Panel-Scale Reconfigurable Photonic Interconnects for Scalable AI Computation

• Published in: IEEE open journal of solid-state circuits p. 1
• Main Authors: Hsueh, Tzu-Chien, Lin, Bill, Chen, Zijun, Fainman, Yeshaiahu
• Format: Journal Article
• Language: English
• Published: IEEE 10.10.2025
• Subjects: Accelerator; Artificial intelligence; bandwidth density; chiplet-to-chiplet communication; edge coupler; energy efficiency; frequency comb; Glass; heterogeneous integration; high-bandwidth memory; High-speed optical techniques; Integrated circuit interconnections; Integrated optics; interconnect; interposer; large language model; micro bump; micro-ring resonator; optical communication; Optical device fabrication; Optical interconnections; Optical switches; packaging; Photonics; power delivery; power density; processor; racetrack resonator; silicon photonics; Substrates; through-silicon via; through-substrate via; wavelength division multiplexing
• ISSN: 2644-1349; 2644-1349
• DOI: 10.1109/OJSSCS.2025.3620371

Panel-scale reconfigurable photonic interconnects on a glass substrate up to 500-mm × 500-mm or larger are envisioned by proposing a novel photonic switch fabric that enables all directional panel-edge-to-panel-edge reach without active repeaters while offering high communication bandwidth, planar-direction reconfigurability, low energy consumption, and compelling data bandwidth density for heterogeneous integration of an in-package artificial-intelligence computing system on a photonic interposer exceeding thousands of centimeters square.
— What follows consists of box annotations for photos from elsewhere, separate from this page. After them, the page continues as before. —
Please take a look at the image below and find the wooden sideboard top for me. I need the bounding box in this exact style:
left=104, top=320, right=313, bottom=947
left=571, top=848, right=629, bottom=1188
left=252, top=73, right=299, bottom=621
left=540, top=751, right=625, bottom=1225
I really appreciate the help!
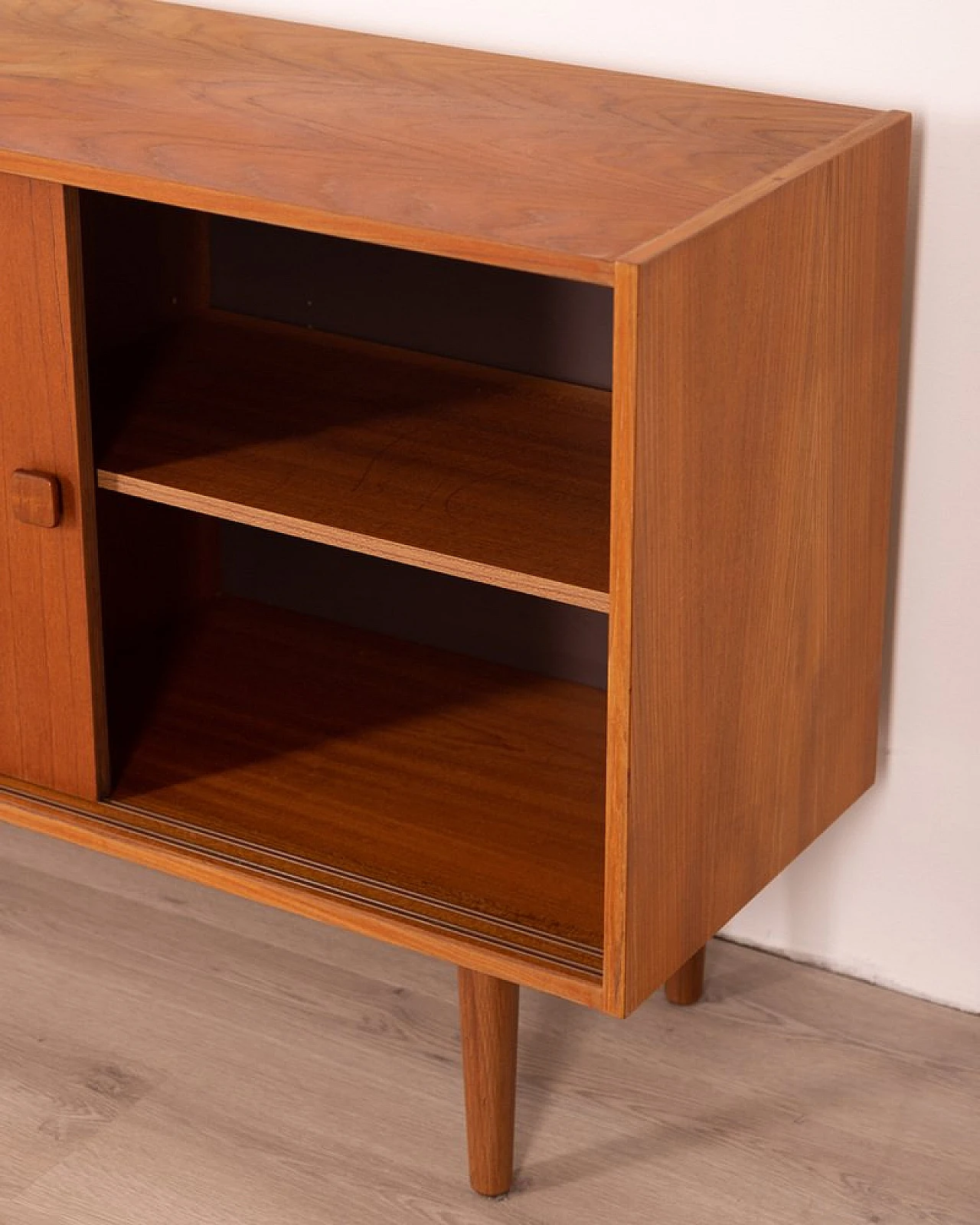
left=0, top=0, right=878, bottom=283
The proposed approach focuses on reconfigurable photonic interconnects, which are integration-compatible with commercial processor chiplets and 3D high-bandwidth memory stacks, to create a novel panel-scale heterogeneously integrated package enabled by high-capacity wavelength-division-multiplexing optical data links using advanced optical modulators, broadband photodetectors, novel optical crossbar switches with multi-layer waveguides, and on-chip frequency comb sources.